Intravenous caffeine citrate vs. magnesium sulfate for reducing pain in patients with acute migraine headache; a prospective quasi-experimental study

Affiliations
  • 1Department of Emergency Medicine, Tehran University of Medical Sciences, Tehran, Iran.
  • 2Department of Emergency Medicine, Shahid Beheshti University of Medical Sciences, Tehran, Iran.
  • 3Department of Neurology, Shahid Beheshti University of Medical Sciences, Tehran, Iran.
  • 4Faculty of Medicine, Al Azhar University, Cairo, Egypt.
  • 5Medical Research Group of Egypt, El-Sharkia, Egypt. ahmed01251@medicine.zu.edu.eg
  • 6Faculty of Medicine, Zagazig University, El-Sharkia, Egypt.

Abstract

BACKGROUND
Current evidence suggests that intravenous magnesium sulfate might be effective for reducing migraine pain. In a recent pilot study, we showed that intravenous caffeine citrate could reduce the severity of migraine headache.

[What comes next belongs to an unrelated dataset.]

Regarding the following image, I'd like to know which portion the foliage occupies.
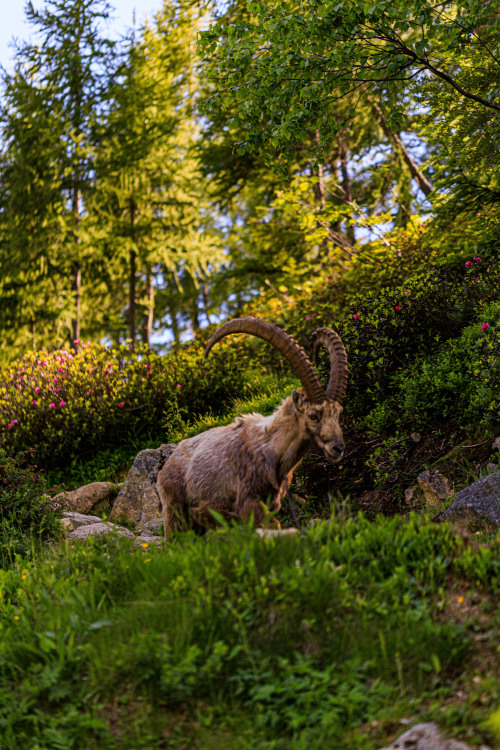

The objective of this study is to investigate the efficacy of intravenous caffeine citrate vs. magnesium sulfate for management of acute migraine headache.
METHODS
We conducted a prospective quasi-experimental study from January until May 2016 in two educational medical centers of Shahid Beheshti University of Medical Sciences (Shoahadaye Tajrish Hospital and Imam Hossein Hospital), Tehran, Iran. The study included patients who were referred to the emergency department and met the migraine diagnosis criteria of the International Headache Society. Patients were allocated into 2 groups receiving either 60 mg intravenous caffeine or 2 g intravenous magnesium sulfate. The pain scores, based on the visual analog scale, were recorded on admission, as well as one and two hours after receiving the drug. A Chi-Square test and student t-test were used for analysis of baseline characteristics. A Mann-Whitney U test and Wilcoxon singed rank test were used to analyze differences in the visual analogue scale (VAS) score between and within the groups respectively.
RESULTS
In total, 70 patients (35 patients in each group) with the mean age of 33.1 ± 11.3 years were included (64.3% female). For the Caffeine citrate group, the median pain score decreased from 9.0 (2.0) to 5.0 (4.0) after one hour and to 3.0 (4.0) after two hours. For the magnesium sulfate group, the pain score decreased from 8.0 (2.0) to 2.0 (2.0) after one hour and to 0.0 (1.0) after two hours. Both intravenous caffeine citrate and intravenous magnesium sulfate reduced pain scores significantly but the magnesium sulfate group showed more improvement than the Caffeine citrate group after one hour (P < 0.001) and after two hours (P < 0.001).
CONCLUSIONS
It is likely that both intravenous caffeine and intravenous magnesium sulfate can reduce the severity of migraine headache. Moreover, intravenous magnesium sulfate at a dose of 2 g might be superior to intravenous caffeine citrate 60 mg for the short term management of migraine headache in emergency departments.

Keyword

Caffeine citrate; Emergency department; Headache; Magnesium sulfate; Migraine disorders; Pain management

MeSH Terms

Caffeine*
Citric Acid*
Clergy
Diagnosis
Emergency Service, Hospital
Headache
Humans
Iran
Magnesium Sulfate*
Magnesium*
Migraine Disorders*
Non-Randomized Controlled Trials as Topic*
Pain Management
Pilot Projects
Prospective Studies*
Visual Analog Scale
Caffeine
Citric Acid
Magnesium
Magnesium Sulfate

Figure

  • Fig. 1 Box plot shows minimum, maximum, median and inter-quartile range of pain scores based on visual analogue scale at baseline, 1 hour, and 2 hours after intervention in the two groups of patients (Caffeine citrate vs. Magnesium sulfate).